Dewey uses personal access tokens to make github API requests. You can obtain a personal access token by following these docs.

Once you have obtained your personal access token, save it to an edn file called "secrets.edn" in the root project directly using following format:

{:github {:user "my-username"
          :token "my-token"}}

1. Find all clojure libraries

Currently, the first step is to paginate through the results of the github repository search language:clojure sorted by stars in descending order.
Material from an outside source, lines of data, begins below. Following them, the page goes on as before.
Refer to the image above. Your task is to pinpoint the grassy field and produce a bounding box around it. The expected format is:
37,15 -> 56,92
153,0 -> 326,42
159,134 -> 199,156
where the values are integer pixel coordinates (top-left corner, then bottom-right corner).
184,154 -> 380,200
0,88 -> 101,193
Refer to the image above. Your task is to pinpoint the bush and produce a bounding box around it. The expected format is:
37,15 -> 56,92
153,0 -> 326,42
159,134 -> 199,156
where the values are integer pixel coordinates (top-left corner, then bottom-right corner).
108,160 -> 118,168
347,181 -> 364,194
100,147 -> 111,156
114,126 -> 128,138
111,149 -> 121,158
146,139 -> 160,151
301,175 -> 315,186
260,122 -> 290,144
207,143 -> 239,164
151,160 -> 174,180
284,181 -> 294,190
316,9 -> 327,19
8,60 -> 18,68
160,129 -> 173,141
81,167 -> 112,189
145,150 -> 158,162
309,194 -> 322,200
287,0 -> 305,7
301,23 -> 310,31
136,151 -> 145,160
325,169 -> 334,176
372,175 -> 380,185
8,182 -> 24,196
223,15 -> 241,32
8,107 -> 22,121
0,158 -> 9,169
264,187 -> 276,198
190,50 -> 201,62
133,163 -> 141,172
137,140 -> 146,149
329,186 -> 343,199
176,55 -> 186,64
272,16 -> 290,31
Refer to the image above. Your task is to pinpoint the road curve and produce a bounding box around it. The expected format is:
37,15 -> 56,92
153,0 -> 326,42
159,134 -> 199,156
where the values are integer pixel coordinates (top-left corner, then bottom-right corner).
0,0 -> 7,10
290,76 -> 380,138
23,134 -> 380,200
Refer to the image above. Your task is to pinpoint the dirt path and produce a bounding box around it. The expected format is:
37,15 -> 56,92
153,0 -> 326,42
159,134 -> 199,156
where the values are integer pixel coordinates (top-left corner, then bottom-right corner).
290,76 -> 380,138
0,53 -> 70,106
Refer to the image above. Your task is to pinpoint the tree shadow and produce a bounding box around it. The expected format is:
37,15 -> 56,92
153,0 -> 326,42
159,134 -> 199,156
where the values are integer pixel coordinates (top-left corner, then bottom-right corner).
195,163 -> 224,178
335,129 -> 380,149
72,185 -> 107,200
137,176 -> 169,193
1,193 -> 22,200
There's a 1,000 result limit for any specific search so after exhausting the results from language:clojure, we find repositories for specific numbers of stars starting at the star number from the last result. The search query for these requests look like language:clojure stars:123, language:clojure stars:122, etc.
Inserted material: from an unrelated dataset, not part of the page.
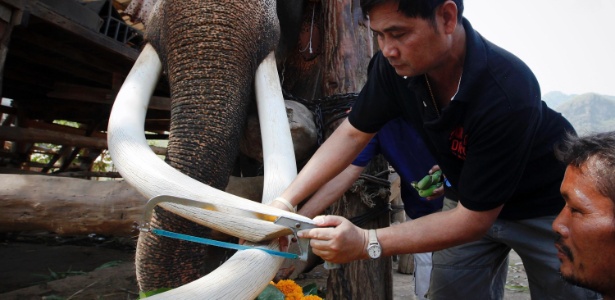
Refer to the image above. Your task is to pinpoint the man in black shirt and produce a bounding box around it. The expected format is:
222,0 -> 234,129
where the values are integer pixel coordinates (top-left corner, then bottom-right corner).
273,0 -> 598,299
2. Download all deps.edn files

Once we have a list of clojure github repositories, we can then check each repository for its deps.edn file. Given a repository, the url for the deps.edn file looks like (str "https://raw.githubusercontent.com/" full-name "/" default-branch "/" fname))).

Current known limitations

  • There are some libraries that actually are clojure libraries, but aren't found when searching using language:clojure
  • Clojurescript only libraries are not currently targeted
  • Only checks tip of default branch.
  • Only 1,000 libraries max per star count. At the time of writing, this only matters for star counts less than 5.

Failed Strategies

Searching github code with "filename:deps.edn"

I thought just asking github for all the files named deps.edn might work. The roadblocks I ran into were:

  1. Hitting secondary rate after 1-2 requests.
  2. Receiving only 0-3 results even on successful requests.

Alternative Strategies

These are stategies that I didn't try, but might be good alternatives if the main strategy fails.
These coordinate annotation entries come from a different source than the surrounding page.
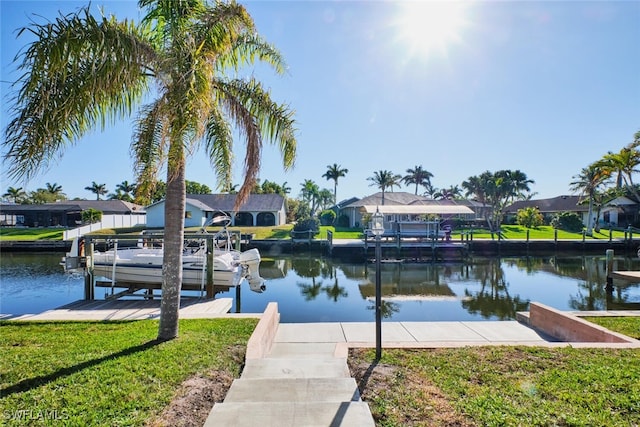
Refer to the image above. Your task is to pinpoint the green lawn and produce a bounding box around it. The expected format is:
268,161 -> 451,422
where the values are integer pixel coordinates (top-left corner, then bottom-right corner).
0,227 -> 63,241
0,224 -> 625,241
349,317 -> 640,427
0,319 -> 257,426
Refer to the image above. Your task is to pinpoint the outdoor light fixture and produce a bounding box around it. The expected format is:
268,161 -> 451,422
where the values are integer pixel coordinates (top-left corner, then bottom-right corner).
371,208 -> 384,238
371,207 -> 384,360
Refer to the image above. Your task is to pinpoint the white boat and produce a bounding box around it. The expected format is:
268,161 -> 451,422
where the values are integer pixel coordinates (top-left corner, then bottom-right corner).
65,217 -> 266,292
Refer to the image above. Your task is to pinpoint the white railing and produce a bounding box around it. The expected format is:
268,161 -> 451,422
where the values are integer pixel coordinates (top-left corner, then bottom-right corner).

Scanning clojure repos by created or updated

As suggested by this stackoverflow answer, you can search by a field. The search API currently limits results to a max of 1000, but if you search a small enough window of time, you can scan through all the libraries.

Relevant Github docs

Use github's GraphQL API

It's possible that github's GraphQL API might provide opportunities for improvement. However, it doesn't appear to have a way to filter by language or any other means of identifying repositories that are clojure related.

Future Work

Now that we've bothered to catalog of all of the clojure repos on github, there's several interesting projects we can do that use the data:

  • Download and run static analysis across repos Done! see analysis.edn.gz in releases.
  • Create a website that combines the clojars data API with dewey's data to make it easier to search for clojure libraries. Done! see web search interface.
  • Integrate the data into tools and IDEs
    • deps.edn editor that knows the available libraries and versions
    • Find example usages for libraries or specific functions (for example)
  • Add support for other git hosting sites like gitlab.

License

Copyright © 2022 Adrian

Distributed under the Eclipse Public License version 1.0.